The crew is a motley bunch, but Harbor Branch has a "no pets" policy, especially parrots given the risk that the crew might transmit bird flu to otherwise healthy parrots. Some crew members have tatoos of parrots and others have mounted stuffed parrots on their shoulders, but no live parrots are allowed. Pirate talk is discouraged because of the limited vocabulary (I think you quoted the entire vocabulary in your question). Pirate-speak just doesn't lend itself well to describing the position of the submersible, giving GPS coordinates, deploying sensitive and expensive equipment overboard, and describing the morphologies of newly discovered species.

Actually, all kidding aside, the ship's crew is of the highest caliber, the sub crew is stellar because everyone is there to support sensitive scientific experiments that have to come out right the first time. There is very little room for error and therefore no time for do-overs. A crew of rum-soaked, one-eyed, peg-legged desperados just would not cut it here.

The scientists on this cruise are mostly from Harbor Branch, but they have also invited colleagues from other research institutions and state and federal agencies.

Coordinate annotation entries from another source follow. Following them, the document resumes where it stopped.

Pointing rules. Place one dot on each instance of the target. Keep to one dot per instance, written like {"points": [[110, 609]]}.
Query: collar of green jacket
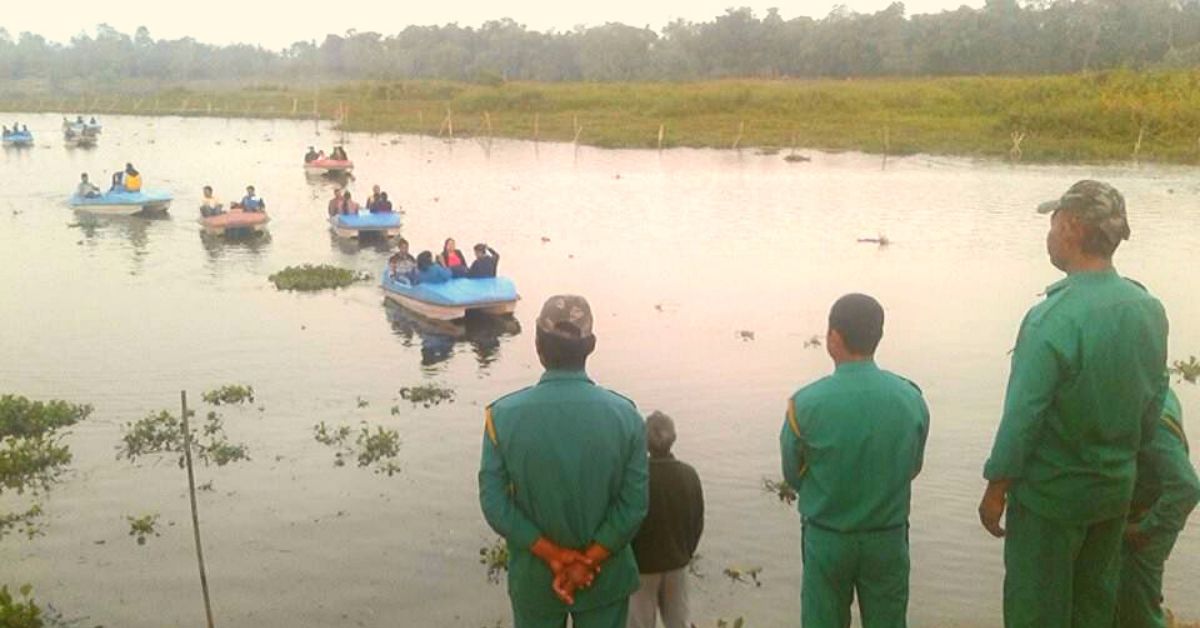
{"points": [[856, 366], [555, 375], [1083, 277]]}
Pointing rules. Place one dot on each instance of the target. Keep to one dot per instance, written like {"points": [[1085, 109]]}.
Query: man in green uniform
{"points": [[563, 479], [1167, 491], [851, 444], [1085, 393]]}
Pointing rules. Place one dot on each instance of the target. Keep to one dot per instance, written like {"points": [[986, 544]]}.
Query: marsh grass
{"points": [[309, 277], [1093, 117]]}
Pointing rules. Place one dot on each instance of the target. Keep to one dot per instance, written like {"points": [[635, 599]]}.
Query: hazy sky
{"points": [[275, 23]]}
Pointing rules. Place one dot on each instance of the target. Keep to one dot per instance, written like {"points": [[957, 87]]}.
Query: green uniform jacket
{"points": [[565, 459], [851, 444], [1086, 389], [1168, 488]]}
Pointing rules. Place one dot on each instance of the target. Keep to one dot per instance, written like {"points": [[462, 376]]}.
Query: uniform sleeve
{"points": [[791, 448], [628, 509], [1168, 459], [1031, 387], [496, 494], [923, 437]]}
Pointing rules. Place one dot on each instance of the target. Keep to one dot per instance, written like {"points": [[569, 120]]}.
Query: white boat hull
{"points": [[124, 209]]}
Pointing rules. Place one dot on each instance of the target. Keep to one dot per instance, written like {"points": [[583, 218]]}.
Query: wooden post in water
{"points": [[1015, 151], [196, 518]]}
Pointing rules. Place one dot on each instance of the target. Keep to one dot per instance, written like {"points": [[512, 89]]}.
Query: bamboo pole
{"points": [[196, 518]]}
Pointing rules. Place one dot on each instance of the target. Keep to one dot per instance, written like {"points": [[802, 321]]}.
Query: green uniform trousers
{"points": [[610, 616], [837, 564], [1140, 596], [1060, 575]]}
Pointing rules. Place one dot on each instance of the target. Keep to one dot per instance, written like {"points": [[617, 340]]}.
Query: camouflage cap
{"points": [[567, 316], [1096, 203]]}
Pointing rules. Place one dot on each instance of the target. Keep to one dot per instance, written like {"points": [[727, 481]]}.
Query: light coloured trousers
{"points": [[666, 592]]}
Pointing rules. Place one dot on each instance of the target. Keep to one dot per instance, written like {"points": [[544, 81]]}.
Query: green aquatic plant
{"points": [[19, 611], [371, 448], [780, 489], [33, 456], [496, 558], [162, 432], [1187, 371], [229, 394], [309, 277], [427, 395], [142, 527]]}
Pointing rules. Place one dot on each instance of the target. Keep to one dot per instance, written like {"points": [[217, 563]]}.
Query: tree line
{"points": [[1002, 37]]}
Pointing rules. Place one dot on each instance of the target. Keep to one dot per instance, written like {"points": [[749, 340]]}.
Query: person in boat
{"points": [[401, 264], [210, 205], [349, 207], [87, 189], [453, 258], [132, 179], [251, 202], [381, 204], [486, 261], [431, 271]]}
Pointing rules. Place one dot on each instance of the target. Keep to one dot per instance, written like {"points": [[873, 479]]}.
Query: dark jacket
{"points": [[670, 534], [485, 267]]}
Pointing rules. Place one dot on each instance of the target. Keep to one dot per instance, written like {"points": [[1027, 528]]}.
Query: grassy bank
{"points": [[1103, 117]]}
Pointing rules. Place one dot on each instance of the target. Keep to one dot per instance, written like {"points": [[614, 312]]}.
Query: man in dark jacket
{"points": [[670, 533]]}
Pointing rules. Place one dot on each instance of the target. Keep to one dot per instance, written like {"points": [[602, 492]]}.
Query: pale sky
{"points": [[276, 23]]}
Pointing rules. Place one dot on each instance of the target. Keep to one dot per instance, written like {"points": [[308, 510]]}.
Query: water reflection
{"points": [[250, 240], [439, 338]]}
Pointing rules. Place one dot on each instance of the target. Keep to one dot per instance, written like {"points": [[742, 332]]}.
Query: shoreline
{"points": [[1084, 119]]}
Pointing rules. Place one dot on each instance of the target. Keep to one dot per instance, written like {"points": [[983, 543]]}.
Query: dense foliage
{"points": [[1005, 36]]}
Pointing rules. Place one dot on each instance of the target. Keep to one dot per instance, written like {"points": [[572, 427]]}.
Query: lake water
{"points": [[678, 253]]}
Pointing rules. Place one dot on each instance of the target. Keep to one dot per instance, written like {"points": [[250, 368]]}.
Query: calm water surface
{"points": [[678, 252]]}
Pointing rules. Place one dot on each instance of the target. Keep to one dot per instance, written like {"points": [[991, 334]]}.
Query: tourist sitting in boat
{"points": [[486, 261], [87, 189], [349, 205], [251, 202], [453, 258], [210, 205], [430, 271], [381, 204], [132, 179], [401, 264]]}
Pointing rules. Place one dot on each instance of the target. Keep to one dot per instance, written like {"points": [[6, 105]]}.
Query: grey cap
{"points": [[660, 432], [567, 316], [1096, 203]]}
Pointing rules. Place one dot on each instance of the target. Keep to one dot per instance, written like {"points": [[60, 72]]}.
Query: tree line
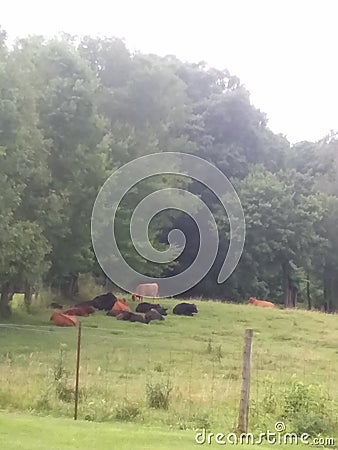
{"points": [[73, 110]]}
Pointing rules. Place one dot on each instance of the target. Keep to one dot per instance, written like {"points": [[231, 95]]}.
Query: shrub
{"points": [[158, 395]]}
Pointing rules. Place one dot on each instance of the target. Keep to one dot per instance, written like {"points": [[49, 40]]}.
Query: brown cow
{"points": [[119, 306], [131, 317], [146, 290], [264, 303], [62, 320]]}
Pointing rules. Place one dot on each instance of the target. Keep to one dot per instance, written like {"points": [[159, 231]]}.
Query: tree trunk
{"points": [[286, 286], [28, 296], [69, 287], [5, 310], [308, 293]]}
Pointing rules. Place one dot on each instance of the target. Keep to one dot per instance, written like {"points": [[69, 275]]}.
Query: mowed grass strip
{"points": [[35, 433]]}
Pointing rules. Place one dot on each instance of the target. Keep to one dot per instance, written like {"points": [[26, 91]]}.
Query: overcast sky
{"points": [[284, 51]]}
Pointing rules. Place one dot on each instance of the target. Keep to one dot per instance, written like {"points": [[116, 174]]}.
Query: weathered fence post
{"points": [[243, 417], [77, 371]]}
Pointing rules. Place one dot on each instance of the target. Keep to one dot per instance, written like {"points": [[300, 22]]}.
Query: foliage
{"points": [[73, 110]]}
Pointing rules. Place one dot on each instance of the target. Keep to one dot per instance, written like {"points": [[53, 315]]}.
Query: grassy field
{"points": [[32, 433], [127, 369]]}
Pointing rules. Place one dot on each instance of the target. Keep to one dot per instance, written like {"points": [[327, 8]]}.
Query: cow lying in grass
{"points": [[142, 318], [185, 309], [145, 290], [84, 311], [145, 307], [264, 303]]}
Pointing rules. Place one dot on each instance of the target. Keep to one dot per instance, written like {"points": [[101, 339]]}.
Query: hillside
{"points": [[199, 358]]}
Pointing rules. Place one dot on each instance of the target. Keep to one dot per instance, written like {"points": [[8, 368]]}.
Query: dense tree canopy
{"points": [[74, 110]]}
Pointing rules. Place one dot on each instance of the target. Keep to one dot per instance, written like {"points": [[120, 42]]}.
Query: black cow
{"points": [[103, 302], [185, 309], [153, 314], [132, 317], [55, 305], [145, 307]]}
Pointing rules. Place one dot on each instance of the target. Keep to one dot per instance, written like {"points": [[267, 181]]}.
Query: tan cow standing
{"points": [[146, 290]]}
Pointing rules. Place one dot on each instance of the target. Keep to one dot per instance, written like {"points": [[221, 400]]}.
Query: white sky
{"points": [[284, 51]]}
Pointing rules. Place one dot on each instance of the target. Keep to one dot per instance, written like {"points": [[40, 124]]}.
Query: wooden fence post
{"points": [[77, 371], [243, 417]]}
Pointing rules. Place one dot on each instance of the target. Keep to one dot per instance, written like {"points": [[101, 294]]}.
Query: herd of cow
{"points": [[144, 313]]}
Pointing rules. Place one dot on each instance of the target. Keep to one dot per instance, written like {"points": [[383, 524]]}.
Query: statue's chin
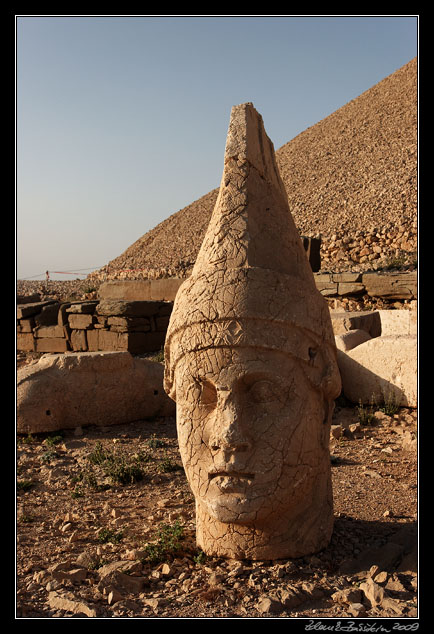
{"points": [[233, 509]]}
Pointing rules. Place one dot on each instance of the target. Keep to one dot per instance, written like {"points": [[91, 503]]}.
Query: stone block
{"points": [[312, 247], [92, 337], [26, 325], [380, 369], [346, 277], [65, 391], [80, 321], [162, 323], [343, 321], [140, 290], [83, 308], [128, 324], [325, 284], [54, 344], [107, 339], [62, 315], [27, 310], [350, 288], [28, 299], [138, 342], [399, 285], [121, 308], [49, 331], [398, 322], [78, 340], [25, 342], [48, 315], [350, 339]]}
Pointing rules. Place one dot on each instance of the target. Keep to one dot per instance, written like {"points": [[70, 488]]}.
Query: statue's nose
{"points": [[228, 432]]}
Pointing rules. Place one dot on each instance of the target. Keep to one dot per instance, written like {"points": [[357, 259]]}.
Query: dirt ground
{"points": [[105, 527]]}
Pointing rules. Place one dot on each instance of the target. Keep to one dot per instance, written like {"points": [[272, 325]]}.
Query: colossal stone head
{"points": [[251, 363]]}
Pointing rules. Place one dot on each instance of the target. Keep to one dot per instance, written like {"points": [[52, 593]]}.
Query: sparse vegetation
{"points": [[24, 485], [108, 535], [390, 405], [167, 543], [366, 415]]}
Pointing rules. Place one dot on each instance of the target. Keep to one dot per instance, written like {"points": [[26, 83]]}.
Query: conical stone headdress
{"points": [[252, 284]]}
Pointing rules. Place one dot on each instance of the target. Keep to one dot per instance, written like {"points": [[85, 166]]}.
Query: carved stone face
{"points": [[251, 433]]}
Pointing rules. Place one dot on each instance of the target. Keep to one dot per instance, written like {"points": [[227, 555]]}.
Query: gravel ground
{"points": [[106, 528]]}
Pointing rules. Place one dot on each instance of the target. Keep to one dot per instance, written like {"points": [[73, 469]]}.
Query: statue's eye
{"points": [[263, 392]]}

Participating in the expedition are scientists from the NOAA Undersea Research Center at the University of North Carolina at Wilmington, Harbor Branch Oceanographic Institution in Ft. Pierce, the NOAA Southeast Fisheries Science Center in Miami, the University of Oregon's Institute of Marine Biology in Charleston, the Florida Wildlife Research Institute in St. Petersburg, and the Vero Beach-based Estuarine, Coastal and Ocean Science, Inc. (ECOS), and the University of North Carolina at Chapel Hill.

Harbor Branch's ship and subs are capable of operating just about anywhere in the world. To see where we've been, go to our web site http://www.hboi.edu or visit our Expeditions web site http://www.at-sea.org . Suffice it to say that we have been to the Galapagos Islands, the Horn of Africa, the Mediterranean and the Caribbean. We operate in the Bahamas and along the East Coast from Maine to Florida and in the Gulf of Mexico from Florida to Texas.